Paragraph 353 of the 1930 act is new to tariff legislation. Its legislative history, as set forth in the brief on behalf of the Government, indicates, we think, that Congress was seeking largely to provide a particular classification for certain types of electrical devices, some of which had been theretofore classified as machines, and others as manufactures of metal, or articles in chief value of metal, and possibly some under still other provisions.
We do not find in it, however; any language which seems to us to show a legislative intent of bringing lamp bases, or unfinished lamps, under said paragraph as “parts” of any of the numerous things for which provision is there made. We do not understand that there is any claim here that lamps, or lamp bases, are ejusdem generis with any of the articles eo nomine mentioned in said paragraph 353. The argument is rather to the effect that since the paragraph provides for “electrical * * * wiring * * * apparatus, instruments * * * and devices; * * * and parts thereof, finished or unfinished * * and since it is essential to wire lamps of the kind here at issue in order to furnish light, the language is broad enough to include them. The suggestion is that the wire, with other appurtenances, is suitable for distributing electrical energy and does distribute it.
In the sense that the electric current passes by means of a wire there, is a distribution in a broad sense, but as used in said paragraph 353, we think “articles suitable for * * * distributing electrical energy” obviously must be given the technical meaning appertaining to the art, and that means through or over which electrical current merely passes were not intended to be included therein. Electrical distributors have a well-understood meaning in the art. Webster’s New International Dictionary gives as one definition of distributor:
An apparatus for distributing an electric current, either to various points in rotation, as in some motors, or along two or more lines in parallel, as in a distributing system.
We do not regard the lamps or lamp bases here at issue as being the type of electrical apparatus, instrument, or device intended to be covered by the paragraph.

*5Inasmuch, as the lamps involved herein were not wired as imported, they were in the same category as those before the appellate court in the cited case.

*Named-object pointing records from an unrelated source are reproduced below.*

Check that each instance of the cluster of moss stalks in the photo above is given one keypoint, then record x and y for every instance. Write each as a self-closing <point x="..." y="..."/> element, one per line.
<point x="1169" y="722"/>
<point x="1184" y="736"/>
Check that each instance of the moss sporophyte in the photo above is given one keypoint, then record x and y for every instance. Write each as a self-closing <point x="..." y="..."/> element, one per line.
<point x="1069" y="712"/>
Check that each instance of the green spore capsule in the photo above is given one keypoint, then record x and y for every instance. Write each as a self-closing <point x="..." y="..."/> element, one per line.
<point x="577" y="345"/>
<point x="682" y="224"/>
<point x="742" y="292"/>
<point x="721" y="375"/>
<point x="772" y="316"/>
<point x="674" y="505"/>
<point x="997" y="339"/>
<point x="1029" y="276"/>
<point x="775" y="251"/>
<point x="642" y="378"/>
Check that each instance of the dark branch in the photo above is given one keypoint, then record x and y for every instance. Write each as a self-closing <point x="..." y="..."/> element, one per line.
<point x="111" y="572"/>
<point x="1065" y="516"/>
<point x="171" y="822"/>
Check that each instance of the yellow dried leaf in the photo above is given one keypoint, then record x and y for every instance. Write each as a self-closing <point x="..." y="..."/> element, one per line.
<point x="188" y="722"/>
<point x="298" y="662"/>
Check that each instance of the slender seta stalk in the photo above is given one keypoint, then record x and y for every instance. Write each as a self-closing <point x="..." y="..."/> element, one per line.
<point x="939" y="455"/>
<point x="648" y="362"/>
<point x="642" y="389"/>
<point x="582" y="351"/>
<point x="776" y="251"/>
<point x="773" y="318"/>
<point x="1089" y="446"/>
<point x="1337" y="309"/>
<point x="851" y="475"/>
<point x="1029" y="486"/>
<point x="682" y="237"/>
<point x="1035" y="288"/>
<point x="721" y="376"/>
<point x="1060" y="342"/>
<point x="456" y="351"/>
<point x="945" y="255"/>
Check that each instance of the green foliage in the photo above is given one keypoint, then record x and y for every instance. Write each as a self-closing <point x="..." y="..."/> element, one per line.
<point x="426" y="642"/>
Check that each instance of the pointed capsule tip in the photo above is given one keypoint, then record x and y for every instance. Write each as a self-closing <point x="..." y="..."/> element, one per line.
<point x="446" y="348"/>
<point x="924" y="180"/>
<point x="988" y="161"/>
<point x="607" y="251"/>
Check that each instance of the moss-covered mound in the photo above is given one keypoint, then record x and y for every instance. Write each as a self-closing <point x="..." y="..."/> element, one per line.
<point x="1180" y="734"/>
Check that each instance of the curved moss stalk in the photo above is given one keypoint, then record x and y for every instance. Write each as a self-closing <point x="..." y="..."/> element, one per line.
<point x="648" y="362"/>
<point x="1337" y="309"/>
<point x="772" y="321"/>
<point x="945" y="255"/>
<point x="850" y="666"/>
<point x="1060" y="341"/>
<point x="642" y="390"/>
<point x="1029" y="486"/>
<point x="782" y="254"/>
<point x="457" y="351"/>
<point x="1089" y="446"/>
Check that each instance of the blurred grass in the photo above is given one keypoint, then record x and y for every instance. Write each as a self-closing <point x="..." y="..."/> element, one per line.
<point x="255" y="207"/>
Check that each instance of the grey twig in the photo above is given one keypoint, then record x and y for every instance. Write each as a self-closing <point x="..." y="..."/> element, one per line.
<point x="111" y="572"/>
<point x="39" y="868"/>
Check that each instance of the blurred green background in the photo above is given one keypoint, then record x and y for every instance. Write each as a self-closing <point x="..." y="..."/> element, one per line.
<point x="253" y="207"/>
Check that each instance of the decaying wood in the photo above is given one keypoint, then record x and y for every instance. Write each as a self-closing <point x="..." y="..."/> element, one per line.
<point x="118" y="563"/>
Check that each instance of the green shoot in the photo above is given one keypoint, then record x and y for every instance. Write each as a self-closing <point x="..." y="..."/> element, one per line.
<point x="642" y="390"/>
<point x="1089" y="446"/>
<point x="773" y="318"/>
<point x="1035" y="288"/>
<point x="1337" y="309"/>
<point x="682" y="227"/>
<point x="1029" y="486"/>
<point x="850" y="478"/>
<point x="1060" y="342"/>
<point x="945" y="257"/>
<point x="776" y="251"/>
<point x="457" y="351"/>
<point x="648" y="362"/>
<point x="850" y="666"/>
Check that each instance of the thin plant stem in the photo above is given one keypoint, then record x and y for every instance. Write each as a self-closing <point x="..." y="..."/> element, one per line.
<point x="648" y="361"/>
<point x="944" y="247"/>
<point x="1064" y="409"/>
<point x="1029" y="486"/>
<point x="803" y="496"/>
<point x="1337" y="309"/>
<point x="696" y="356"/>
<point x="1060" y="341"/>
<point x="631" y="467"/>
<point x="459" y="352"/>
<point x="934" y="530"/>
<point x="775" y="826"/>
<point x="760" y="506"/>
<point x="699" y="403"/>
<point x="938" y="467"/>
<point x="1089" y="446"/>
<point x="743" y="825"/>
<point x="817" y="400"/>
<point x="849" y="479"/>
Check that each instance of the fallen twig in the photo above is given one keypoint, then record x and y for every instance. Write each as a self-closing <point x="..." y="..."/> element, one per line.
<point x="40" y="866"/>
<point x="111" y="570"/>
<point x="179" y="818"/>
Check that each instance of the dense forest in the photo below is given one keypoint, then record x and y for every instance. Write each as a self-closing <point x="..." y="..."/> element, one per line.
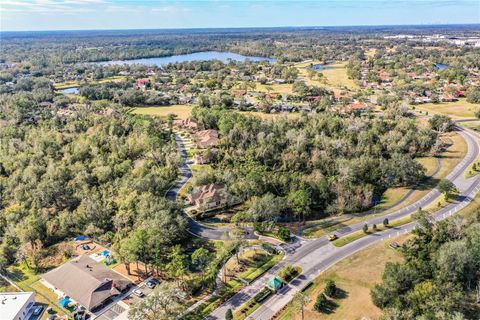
<point x="318" y="163"/>
<point x="99" y="175"/>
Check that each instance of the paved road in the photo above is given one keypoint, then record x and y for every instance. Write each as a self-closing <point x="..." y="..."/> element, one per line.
<point x="194" y="227"/>
<point x="318" y="255"/>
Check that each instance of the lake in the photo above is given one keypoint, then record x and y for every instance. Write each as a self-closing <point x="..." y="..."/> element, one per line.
<point x="198" y="56"/>
<point x="73" y="90"/>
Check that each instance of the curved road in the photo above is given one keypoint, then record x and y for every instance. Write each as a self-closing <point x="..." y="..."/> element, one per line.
<point x="193" y="226"/>
<point x="318" y="255"/>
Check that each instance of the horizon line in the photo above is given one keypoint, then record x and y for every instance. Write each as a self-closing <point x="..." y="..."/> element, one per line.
<point x="240" y="28"/>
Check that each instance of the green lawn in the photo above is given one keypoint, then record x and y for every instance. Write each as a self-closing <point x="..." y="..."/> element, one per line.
<point x="26" y="279"/>
<point x="460" y="109"/>
<point x="380" y="227"/>
<point x="354" y="276"/>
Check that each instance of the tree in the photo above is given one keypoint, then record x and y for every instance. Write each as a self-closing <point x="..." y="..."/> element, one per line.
<point x="385" y="222"/>
<point x="447" y="188"/>
<point x="441" y="123"/>
<point x="164" y="303"/>
<point x="178" y="264"/>
<point x="200" y="259"/>
<point x="330" y="288"/>
<point x="321" y="303"/>
<point x="300" y="300"/>
<point x="229" y="315"/>
<point x="300" y="202"/>
<point x="284" y="233"/>
<point x="473" y="94"/>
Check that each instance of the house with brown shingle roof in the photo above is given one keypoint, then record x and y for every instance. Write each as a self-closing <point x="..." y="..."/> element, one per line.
<point x="188" y="124"/>
<point x="86" y="281"/>
<point x="209" y="196"/>
<point x="206" y="139"/>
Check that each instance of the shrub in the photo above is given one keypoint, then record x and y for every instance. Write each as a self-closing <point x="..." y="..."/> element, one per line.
<point x="229" y="315"/>
<point x="365" y="228"/>
<point x="283" y="233"/>
<point x="330" y="288"/>
<point x="286" y="272"/>
<point x="321" y="303"/>
<point x="262" y="295"/>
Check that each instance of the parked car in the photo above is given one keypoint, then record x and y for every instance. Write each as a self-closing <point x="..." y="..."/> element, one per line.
<point x="37" y="310"/>
<point x="395" y="245"/>
<point x="138" y="293"/>
<point x="332" y="237"/>
<point x="152" y="283"/>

Upon all the facts and the law applicable thereto we hold that the present so-called fog lamps are properly dutiable at the rate of 45 per centum ad valorem under paragraph 397 of the Tariff Act of 1930 as manufactures of metal not specially provided for, as classified by the collector. All claims of the plaintiff are therefore overruled and the decision of the collector is affirmed. Judgment will be rendered accordingly.